I would like to take this time to read to you a quote about love from CS Lewis.
Being in love is a good thing, but it is not the best thing. There are many things below it, but there are also things above it. You cannot make it the basis of a whole life. It is a noble feeling, but it is still a feeling. Now no feeling can be relied on to last in its full intensity, or even to last at all. Knowledge can last, principles can lst, habits can last; but feelings come and go. And in fact, whatever people say, the state called 'being in love' usually does not last. If the old fairy-tale ending 'They lived happily ever after' is taken to mean 'They felt for the next fifty years exactly as they felt the day before they were married', then it says what probably never was nor ever would be true, and would be highly undesirable if it were. Who could bear to live in that excitement for even five years? What would become of your work, your appetite, your sleep, your friendships? But, of course, ceasing to be 'in love' need not mean ceasing to love. Love in this second sense - love as distinct from 'being in love' - is not merely a feeling. It is a deep unity, reinforced by the grace which both partners ask, and receive, from God. They can have this love for each other even at those moments when they do not like each other; as you love yourself even when you do not like yourself. They can retain this love even when each would easily, if they allowed themselves, be 'in love' with someone else. 'Being in love' first moved them to promise fidelity: this quieter love enables them to keep the promise. It is on this love that the engine of marriage is run: being in love was the explosion that started it.
Will you please face each other and join hands?
Joe, will you take this woman, whose hands you hold, choosing her alone to be your wedded wife? Will you live with her in the state of true matrimony? Will you love her, comfort her, through good times and bad, in sickness and in health, honor her at all times, and be faithful to her?
Lauren, will you take this man, whose hands you hold, choosing him alone to be your wedded husband? Will you live with him in the state of true matrimony? Will you love him, comfort him, through good times and bad, in sickness and in health, honor him at all times, and be faithful to him?
As you take these vows I would have you remember:
To love is to come together from the pathways of our past and then move forward...Hand in hand, along the uncharted roads of our future, ready to risk, to dream, and to dare.... And always believe that all things are possible with faith and love in God, and in each other.
Will you repeat after me?
I Joe, take you Lauren to be my wife, to love and cherish, from this day forward, and thereto pledge you my faith,
I,Lauren, take you Joe, to be my husband, to love and to cherish, from this day forward, and thereto pledge you my faith.
I understand you have brought rings as a token of your sincerity?

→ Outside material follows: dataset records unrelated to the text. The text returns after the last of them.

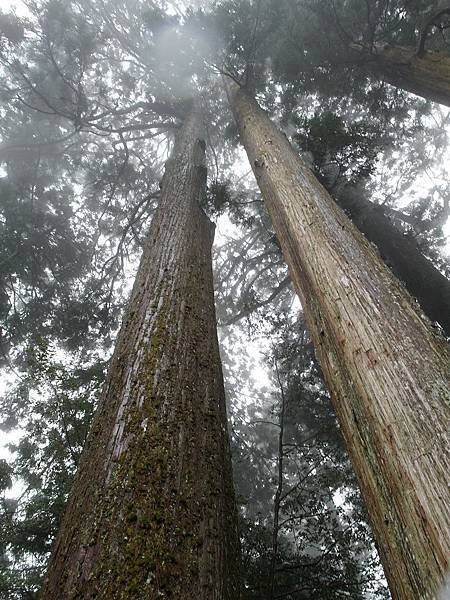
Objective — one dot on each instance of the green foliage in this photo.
(339, 149)
(90, 99)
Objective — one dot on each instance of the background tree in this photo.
(126, 60)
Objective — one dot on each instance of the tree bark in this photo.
(152, 512)
(427, 76)
(385, 367)
(401, 253)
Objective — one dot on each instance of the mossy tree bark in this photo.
(385, 367)
(152, 512)
(402, 254)
(427, 76)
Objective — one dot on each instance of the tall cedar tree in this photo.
(426, 75)
(152, 512)
(386, 369)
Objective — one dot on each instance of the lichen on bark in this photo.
(152, 511)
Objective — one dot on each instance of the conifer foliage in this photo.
(94, 100)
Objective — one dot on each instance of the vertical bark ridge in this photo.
(152, 513)
(402, 254)
(386, 369)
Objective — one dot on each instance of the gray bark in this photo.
(385, 367)
(152, 512)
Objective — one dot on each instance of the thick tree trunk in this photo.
(403, 256)
(386, 369)
(152, 513)
(427, 76)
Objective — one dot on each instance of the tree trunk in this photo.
(427, 76)
(403, 256)
(152, 513)
(386, 369)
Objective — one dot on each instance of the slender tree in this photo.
(421, 278)
(386, 369)
(152, 513)
(426, 74)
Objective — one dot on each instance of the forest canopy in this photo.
(94, 99)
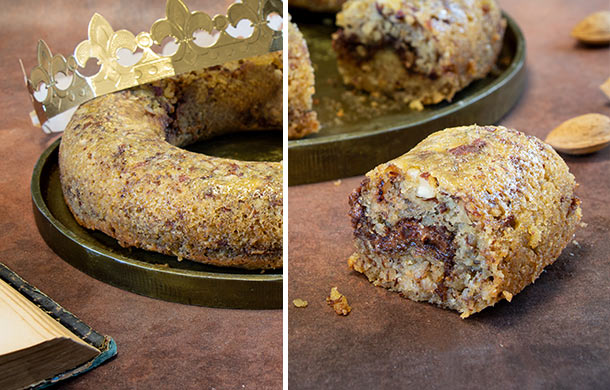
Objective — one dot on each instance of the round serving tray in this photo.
(350, 143)
(139, 271)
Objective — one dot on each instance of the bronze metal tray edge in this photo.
(222, 290)
(307, 156)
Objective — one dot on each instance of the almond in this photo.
(594, 29)
(581, 135)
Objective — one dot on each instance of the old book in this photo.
(40, 342)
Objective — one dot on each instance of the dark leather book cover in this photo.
(105, 344)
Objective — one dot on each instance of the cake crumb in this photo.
(339, 302)
(300, 303)
(416, 105)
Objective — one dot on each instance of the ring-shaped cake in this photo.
(123, 172)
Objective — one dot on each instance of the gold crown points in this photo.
(56, 84)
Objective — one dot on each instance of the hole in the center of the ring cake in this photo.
(126, 57)
(203, 38)
(244, 146)
(242, 30)
(274, 21)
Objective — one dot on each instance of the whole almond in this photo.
(581, 135)
(594, 29)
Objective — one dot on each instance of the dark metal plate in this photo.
(148, 273)
(359, 131)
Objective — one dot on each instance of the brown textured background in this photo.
(160, 344)
(555, 334)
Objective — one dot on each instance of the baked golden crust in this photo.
(420, 51)
(123, 173)
(302, 119)
(468, 217)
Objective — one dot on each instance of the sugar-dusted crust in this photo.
(421, 51)
(302, 119)
(318, 5)
(468, 217)
(123, 173)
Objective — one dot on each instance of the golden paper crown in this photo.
(56, 85)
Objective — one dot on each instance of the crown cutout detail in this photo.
(57, 84)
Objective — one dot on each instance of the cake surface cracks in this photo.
(415, 50)
(123, 172)
(496, 207)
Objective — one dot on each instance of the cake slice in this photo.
(302, 119)
(468, 217)
(417, 51)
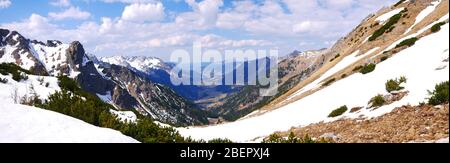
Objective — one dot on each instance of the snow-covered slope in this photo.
(424, 65)
(25, 124)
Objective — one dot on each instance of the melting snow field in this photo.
(25, 124)
(424, 13)
(421, 64)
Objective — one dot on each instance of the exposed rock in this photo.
(403, 124)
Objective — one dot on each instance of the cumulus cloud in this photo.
(204, 13)
(60, 3)
(70, 13)
(140, 12)
(284, 24)
(4, 3)
(130, 1)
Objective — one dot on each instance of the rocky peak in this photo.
(75, 55)
(53, 43)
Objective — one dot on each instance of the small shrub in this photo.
(383, 58)
(377, 101)
(329, 82)
(40, 80)
(355, 109)
(339, 111)
(3, 80)
(408, 42)
(367, 68)
(440, 94)
(389, 26)
(437, 27)
(68, 84)
(394, 84)
(399, 2)
(275, 138)
(337, 56)
(357, 68)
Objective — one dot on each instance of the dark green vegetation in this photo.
(337, 56)
(377, 101)
(3, 80)
(408, 42)
(339, 111)
(384, 58)
(389, 26)
(394, 84)
(367, 68)
(329, 82)
(440, 94)
(399, 2)
(275, 138)
(219, 140)
(74, 102)
(17, 72)
(437, 27)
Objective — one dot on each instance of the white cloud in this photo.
(4, 3)
(60, 3)
(33, 26)
(70, 13)
(215, 41)
(286, 24)
(139, 12)
(130, 1)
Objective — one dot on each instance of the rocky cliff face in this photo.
(16, 49)
(291, 70)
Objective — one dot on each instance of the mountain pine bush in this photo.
(389, 26)
(17, 72)
(367, 68)
(408, 42)
(377, 101)
(437, 27)
(339, 111)
(440, 94)
(394, 84)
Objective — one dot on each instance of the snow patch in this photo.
(424, 13)
(25, 124)
(386, 16)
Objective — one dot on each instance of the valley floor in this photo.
(422, 123)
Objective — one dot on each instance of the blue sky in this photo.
(157, 27)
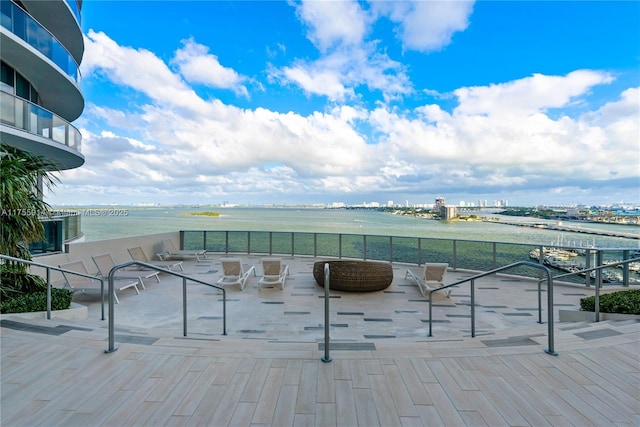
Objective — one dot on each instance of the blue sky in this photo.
(206, 102)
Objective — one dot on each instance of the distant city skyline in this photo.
(313, 102)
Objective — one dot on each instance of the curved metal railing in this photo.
(472, 279)
(112, 346)
(598, 279)
(48, 269)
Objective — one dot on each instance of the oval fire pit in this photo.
(354, 276)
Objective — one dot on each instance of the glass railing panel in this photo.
(281, 243)
(436, 250)
(8, 110)
(406, 250)
(28, 29)
(259, 242)
(59, 130)
(238, 242)
(328, 245)
(615, 275)
(75, 9)
(303, 244)
(34, 119)
(378, 248)
(192, 240)
(215, 241)
(475, 255)
(353, 246)
(510, 253)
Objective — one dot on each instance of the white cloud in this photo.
(426, 25)
(333, 23)
(500, 136)
(196, 65)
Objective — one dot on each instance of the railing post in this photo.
(315, 245)
(473, 308)
(625, 269)
(364, 244)
(184, 306)
(550, 309)
(495, 259)
(430, 315)
(587, 265)
(49, 294)
(112, 347)
(599, 256)
(454, 263)
(327, 357)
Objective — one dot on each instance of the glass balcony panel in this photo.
(215, 241)
(259, 241)
(281, 243)
(45, 122)
(75, 8)
(328, 245)
(405, 249)
(303, 244)
(31, 118)
(8, 110)
(436, 250)
(59, 130)
(378, 248)
(238, 242)
(193, 239)
(28, 29)
(353, 246)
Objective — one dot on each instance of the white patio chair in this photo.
(233, 273)
(431, 277)
(274, 273)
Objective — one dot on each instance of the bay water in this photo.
(108, 223)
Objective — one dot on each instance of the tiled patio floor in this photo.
(267, 370)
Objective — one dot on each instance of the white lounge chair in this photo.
(105, 263)
(431, 277)
(137, 254)
(83, 283)
(171, 251)
(233, 273)
(274, 273)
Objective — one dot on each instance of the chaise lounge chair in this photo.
(233, 273)
(171, 251)
(432, 277)
(105, 263)
(138, 255)
(83, 283)
(274, 273)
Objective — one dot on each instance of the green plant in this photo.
(22, 177)
(37, 301)
(623, 302)
(16, 281)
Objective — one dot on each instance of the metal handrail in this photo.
(327, 357)
(62, 270)
(112, 346)
(598, 283)
(419, 248)
(550, 349)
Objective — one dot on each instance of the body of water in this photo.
(101, 224)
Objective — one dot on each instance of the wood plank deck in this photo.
(268, 370)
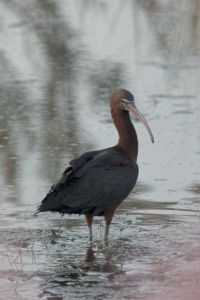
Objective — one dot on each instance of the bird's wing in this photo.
(51, 199)
(105, 179)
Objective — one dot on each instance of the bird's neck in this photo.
(128, 141)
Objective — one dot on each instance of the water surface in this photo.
(59, 63)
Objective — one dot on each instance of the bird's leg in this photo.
(108, 215)
(106, 233)
(89, 220)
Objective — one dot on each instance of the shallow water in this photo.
(59, 63)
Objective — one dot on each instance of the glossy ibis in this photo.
(95, 183)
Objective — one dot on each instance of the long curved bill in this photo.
(130, 106)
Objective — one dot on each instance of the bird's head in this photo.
(123, 100)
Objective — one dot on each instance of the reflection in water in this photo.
(56, 56)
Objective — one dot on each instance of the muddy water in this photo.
(59, 63)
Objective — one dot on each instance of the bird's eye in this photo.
(124, 104)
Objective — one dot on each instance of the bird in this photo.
(95, 183)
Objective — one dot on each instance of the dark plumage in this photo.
(95, 183)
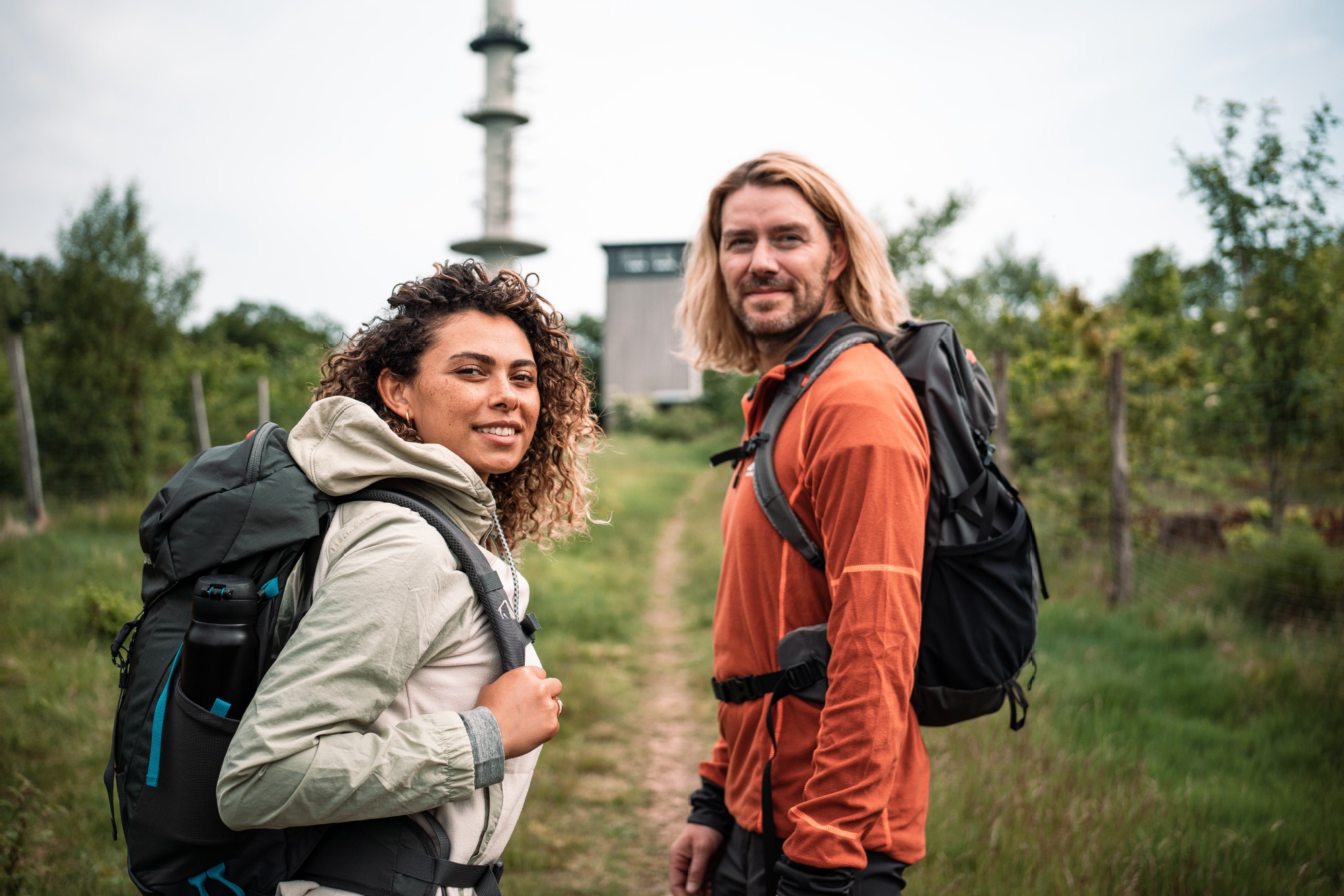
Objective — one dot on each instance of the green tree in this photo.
(1276, 244)
(588, 339)
(108, 328)
(236, 349)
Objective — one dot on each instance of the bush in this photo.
(104, 609)
(1290, 581)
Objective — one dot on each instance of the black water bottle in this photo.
(220, 656)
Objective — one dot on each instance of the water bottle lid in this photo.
(224, 598)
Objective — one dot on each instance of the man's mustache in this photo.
(753, 283)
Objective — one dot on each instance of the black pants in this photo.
(743, 870)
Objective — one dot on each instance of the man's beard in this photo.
(808, 300)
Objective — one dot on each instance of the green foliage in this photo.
(104, 611)
(100, 328)
(232, 353)
(588, 338)
(1291, 581)
(724, 394)
(1279, 249)
(110, 366)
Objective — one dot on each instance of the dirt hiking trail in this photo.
(677, 730)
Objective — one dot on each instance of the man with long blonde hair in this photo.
(802, 797)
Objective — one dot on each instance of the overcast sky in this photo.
(315, 154)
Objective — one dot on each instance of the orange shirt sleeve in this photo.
(865, 463)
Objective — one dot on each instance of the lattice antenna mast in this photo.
(502, 41)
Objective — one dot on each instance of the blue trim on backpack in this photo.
(157, 737)
(214, 874)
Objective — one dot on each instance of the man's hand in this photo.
(694, 856)
(526, 709)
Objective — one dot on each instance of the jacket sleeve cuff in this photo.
(487, 746)
(709, 809)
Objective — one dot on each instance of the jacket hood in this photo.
(343, 447)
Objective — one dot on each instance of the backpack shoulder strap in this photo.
(773, 502)
(471, 559)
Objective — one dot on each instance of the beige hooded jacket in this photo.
(368, 711)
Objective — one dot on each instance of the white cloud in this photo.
(315, 152)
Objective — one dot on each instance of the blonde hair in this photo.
(713, 335)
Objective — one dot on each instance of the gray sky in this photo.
(314, 154)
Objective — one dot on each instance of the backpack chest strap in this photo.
(748, 688)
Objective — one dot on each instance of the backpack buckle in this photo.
(803, 675)
(736, 455)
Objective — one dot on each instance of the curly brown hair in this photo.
(548, 496)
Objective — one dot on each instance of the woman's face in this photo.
(475, 393)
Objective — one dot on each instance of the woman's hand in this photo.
(526, 709)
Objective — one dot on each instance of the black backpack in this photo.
(982, 568)
(248, 510)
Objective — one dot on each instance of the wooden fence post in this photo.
(28, 433)
(263, 401)
(198, 406)
(1003, 449)
(1122, 543)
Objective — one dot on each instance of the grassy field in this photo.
(1173, 748)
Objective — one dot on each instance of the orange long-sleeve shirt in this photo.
(851, 776)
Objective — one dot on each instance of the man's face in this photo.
(778, 261)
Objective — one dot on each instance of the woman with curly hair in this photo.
(389, 699)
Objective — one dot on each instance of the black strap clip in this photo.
(530, 627)
(736, 455)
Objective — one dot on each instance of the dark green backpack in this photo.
(248, 510)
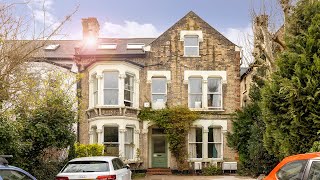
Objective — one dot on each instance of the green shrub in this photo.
(211, 170)
(48, 169)
(84, 150)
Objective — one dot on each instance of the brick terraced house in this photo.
(190, 64)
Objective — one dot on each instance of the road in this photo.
(172, 177)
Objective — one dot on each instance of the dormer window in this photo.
(135, 45)
(191, 46)
(52, 47)
(107, 46)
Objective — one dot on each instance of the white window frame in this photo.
(216, 142)
(215, 93)
(185, 46)
(111, 143)
(104, 88)
(195, 142)
(128, 144)
(95, 89)
(166, 89)
(189, 93)
(135, 45)
(107, 46)
(131, 101)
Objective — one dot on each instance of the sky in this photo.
(150, 18)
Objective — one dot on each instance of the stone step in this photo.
(159, 171)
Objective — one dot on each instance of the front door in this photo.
(159, 152)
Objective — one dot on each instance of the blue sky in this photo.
(149, 18)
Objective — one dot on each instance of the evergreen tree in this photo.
(247, 136)
(291, 100)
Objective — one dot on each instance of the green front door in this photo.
(159, 152)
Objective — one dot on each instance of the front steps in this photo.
(159, 171)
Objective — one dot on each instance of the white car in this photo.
(98, 167)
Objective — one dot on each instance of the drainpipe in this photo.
(79, 107)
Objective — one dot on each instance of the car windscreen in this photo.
(86, 166)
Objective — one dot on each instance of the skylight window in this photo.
(52, 47)
(107, 46)
(135, 45)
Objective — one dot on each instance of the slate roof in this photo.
(243, 70)
(121, 46)
(66, 49)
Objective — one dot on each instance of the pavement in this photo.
(173, 177)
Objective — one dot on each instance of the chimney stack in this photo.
(90, 28)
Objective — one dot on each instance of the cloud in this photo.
(43, 13)
(242, 37)
(129, 29)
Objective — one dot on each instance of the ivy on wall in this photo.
(176, 122)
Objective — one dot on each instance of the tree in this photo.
(247, 133)
(15, 51)
(290, 102)
(46, 127)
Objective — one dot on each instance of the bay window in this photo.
(159, 89)
(128, 90)
(195, 92)
(195, 143)
(214, 93)
(111, 89)
(129, 143)
(111, 141)
(214, 142)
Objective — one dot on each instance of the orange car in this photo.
(297, 167)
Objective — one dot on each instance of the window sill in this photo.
(132, 161)
(111, 107)
(205, 159)
(207, 110)
(191, 56)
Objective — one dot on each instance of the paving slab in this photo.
(174, 177)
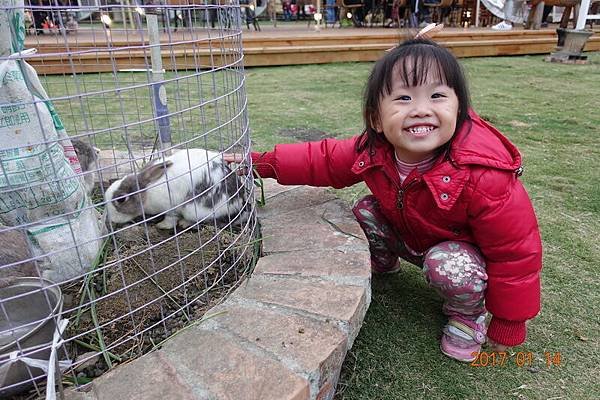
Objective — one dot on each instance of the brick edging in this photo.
(284, 333)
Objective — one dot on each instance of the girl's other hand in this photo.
(233, 157)
(238, 159)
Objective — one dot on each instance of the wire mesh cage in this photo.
(120, 223)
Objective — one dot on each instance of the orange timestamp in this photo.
(520, 359)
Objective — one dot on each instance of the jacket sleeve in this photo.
(505, 228)
(324, 163)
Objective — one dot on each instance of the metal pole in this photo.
(159, 93)
(318, 17)
(582, 17)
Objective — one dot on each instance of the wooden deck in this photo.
(288, 44)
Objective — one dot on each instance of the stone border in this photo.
(284, 333)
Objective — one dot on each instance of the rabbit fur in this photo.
(15, 247)
(189, 186)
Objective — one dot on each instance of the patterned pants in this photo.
(456, 270)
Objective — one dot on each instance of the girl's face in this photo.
(417, 120)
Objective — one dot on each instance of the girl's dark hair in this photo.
(412, 62)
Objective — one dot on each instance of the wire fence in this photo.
(120, 223)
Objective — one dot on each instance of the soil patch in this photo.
(153, 285)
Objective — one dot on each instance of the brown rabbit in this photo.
(15, 247)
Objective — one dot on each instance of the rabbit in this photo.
(196, 174)
(87, 156)
(15, 247)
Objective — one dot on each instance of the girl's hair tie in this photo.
(424, 34)
(429, 31)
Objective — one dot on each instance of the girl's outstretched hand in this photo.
(497, 347)
(233, 157)
(236, 158)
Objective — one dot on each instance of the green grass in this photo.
(552, 112)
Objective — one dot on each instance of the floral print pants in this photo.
(456, 270)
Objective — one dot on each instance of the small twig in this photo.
(179, 306)
(94, 348)
(337, 228)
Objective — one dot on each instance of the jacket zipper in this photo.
(401, 191)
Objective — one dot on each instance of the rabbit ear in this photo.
(152, 172)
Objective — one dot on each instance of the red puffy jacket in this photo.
(476, 197)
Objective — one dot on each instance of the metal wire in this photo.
(135, 85)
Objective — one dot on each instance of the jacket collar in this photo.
(476, 144)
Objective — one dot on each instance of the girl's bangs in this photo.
(419, 69)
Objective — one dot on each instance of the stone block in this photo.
(314, 348)
(345, 304)
(333, 264)
(147, 378)
(228, 370)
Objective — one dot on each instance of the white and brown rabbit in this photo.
(190, 185)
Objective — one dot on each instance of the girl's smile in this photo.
(417, 120)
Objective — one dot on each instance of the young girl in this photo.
(446, 195)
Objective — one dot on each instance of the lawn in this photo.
(551, 112)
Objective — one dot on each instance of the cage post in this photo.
(159, 93)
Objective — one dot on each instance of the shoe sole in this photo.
(457, 359)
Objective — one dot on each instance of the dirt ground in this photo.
(142, 286)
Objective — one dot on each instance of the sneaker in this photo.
(462, 338)
(502, 26)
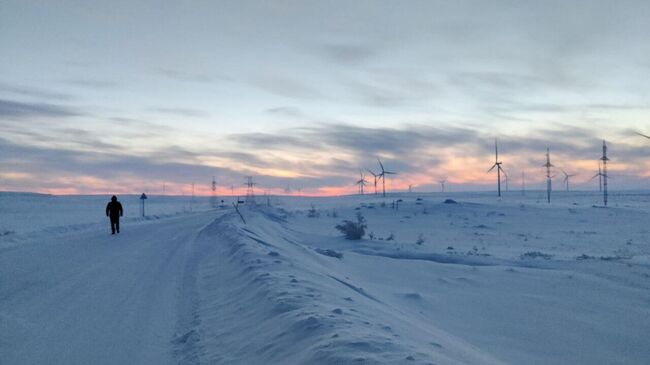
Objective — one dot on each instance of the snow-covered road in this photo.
(93, 298)
(454, 284)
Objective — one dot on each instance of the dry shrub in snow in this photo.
(353, 230)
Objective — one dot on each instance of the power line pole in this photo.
(604, 159)
(250, 193)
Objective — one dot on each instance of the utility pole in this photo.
(604, 159)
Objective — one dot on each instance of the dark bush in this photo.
(353, 230)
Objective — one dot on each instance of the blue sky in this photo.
(127, 95)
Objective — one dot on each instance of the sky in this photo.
(101, 97)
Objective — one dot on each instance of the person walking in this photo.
(114, 212)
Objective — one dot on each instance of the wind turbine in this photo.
(604, 159)
(567, 177)
(361, 182)
(376, 178)
(442, 182)
(382, 176)
(643, 135)
(548, 166)
(497, 164)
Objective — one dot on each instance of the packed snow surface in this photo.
(462, 278)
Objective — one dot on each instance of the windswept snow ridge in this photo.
(476, 282)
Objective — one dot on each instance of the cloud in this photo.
(182, 112)
(286, 86)
(285, 111)
(92, 83)
(185, 76)
(34, 92)
(347, 54)
(23, 110)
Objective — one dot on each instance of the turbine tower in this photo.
(442, 182)
(382, 176)
(214, 192)
(604, 159)
(497, 164)
(566, 178)
(376, 178)
(548, 166)
(643, 135)
(361, 182)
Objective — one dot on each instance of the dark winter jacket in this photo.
(114, 209)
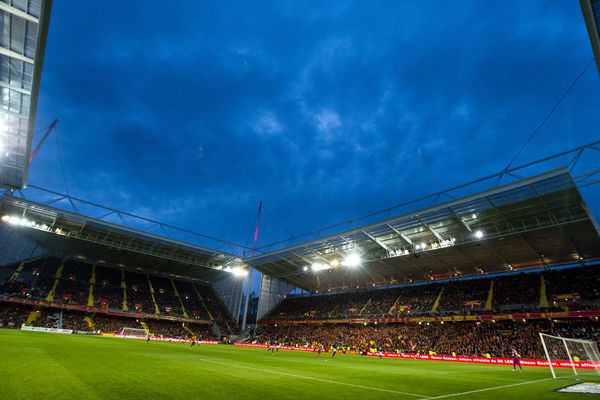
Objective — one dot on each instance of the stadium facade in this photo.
(23, 32)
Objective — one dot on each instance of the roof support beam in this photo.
(402, 235)
(429, 228)
(379, 242)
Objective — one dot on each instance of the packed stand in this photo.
(493, 339)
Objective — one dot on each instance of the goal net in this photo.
(134, 332)
(569, 357)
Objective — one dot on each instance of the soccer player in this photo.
(516, 360)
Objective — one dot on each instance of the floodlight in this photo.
(353, 260)
(239, 272)
(318, 267)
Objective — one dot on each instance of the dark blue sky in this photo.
(193, 112)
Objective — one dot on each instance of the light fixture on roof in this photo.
(316, 267)
(352, 261)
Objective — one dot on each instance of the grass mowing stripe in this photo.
(313, 378)
(488, 389)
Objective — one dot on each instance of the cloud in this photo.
(267, 124)
(324, 111)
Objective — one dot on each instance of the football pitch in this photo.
(51, 366)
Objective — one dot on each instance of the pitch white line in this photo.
(313, 378)
(488, 389)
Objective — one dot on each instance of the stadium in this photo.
(489, 288)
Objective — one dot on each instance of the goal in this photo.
(134, 332)
(568, 357)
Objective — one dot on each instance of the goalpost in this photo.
(134, 332)
(568, 357)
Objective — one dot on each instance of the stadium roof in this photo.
(538, 221)
(69, 234)
(24, 27)
(591, 15)
(482, 228)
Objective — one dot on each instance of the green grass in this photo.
(46, 366)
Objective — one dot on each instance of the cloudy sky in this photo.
(194, 112)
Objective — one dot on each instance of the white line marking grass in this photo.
(488, 389)
(314, 379)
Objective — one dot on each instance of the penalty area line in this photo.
(312, 378)
(488, 389)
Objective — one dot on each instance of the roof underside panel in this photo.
(527, 224)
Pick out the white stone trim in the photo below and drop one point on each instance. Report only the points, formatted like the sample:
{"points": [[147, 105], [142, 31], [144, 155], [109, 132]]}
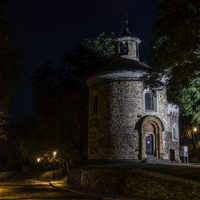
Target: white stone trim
{"points": [[175, 132], [147, 111], [172, 109]]}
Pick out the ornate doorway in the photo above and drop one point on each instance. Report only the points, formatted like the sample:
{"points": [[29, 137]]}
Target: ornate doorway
{"points": [[151, 137]]}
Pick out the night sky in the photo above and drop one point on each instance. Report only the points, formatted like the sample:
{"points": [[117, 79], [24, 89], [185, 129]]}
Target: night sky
{"points": [[49, 27]]}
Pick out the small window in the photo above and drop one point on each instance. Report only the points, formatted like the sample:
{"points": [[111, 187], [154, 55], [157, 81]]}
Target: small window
{"points": [[123, 48], [175, 132], [150, 99], [95, 104]]}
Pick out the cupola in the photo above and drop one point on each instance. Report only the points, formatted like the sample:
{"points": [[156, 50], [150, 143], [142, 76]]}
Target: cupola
{"points": [[126, 45]]}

Bless O God these rings, that each gives, receives, and wears as a token of the covenant between them and God, and may they ever abide in thy peace, living together in unity, in love, and in happiness, and with good purpose do thy will. Amen.
Joe, will you repeat after me: With this ring, I thee wed. Let it ever be to us a symbol of our love.
Lauren, will you repeat after me: With this ring, I thee wed. Let it ever be to us a symbol of our love.
In as much as you, Joe, and you Lauren, have consented together in the union of matrimony and you have pledged your faith each to the other in the presence of God and this company, now by the authority vested in me as a minister, I now pronounce you Husband and Wife!
You may kiss your Bride!
Ladies and Gentlemen, I now present Mr. And Mrs. Joseph John Drury, Jr.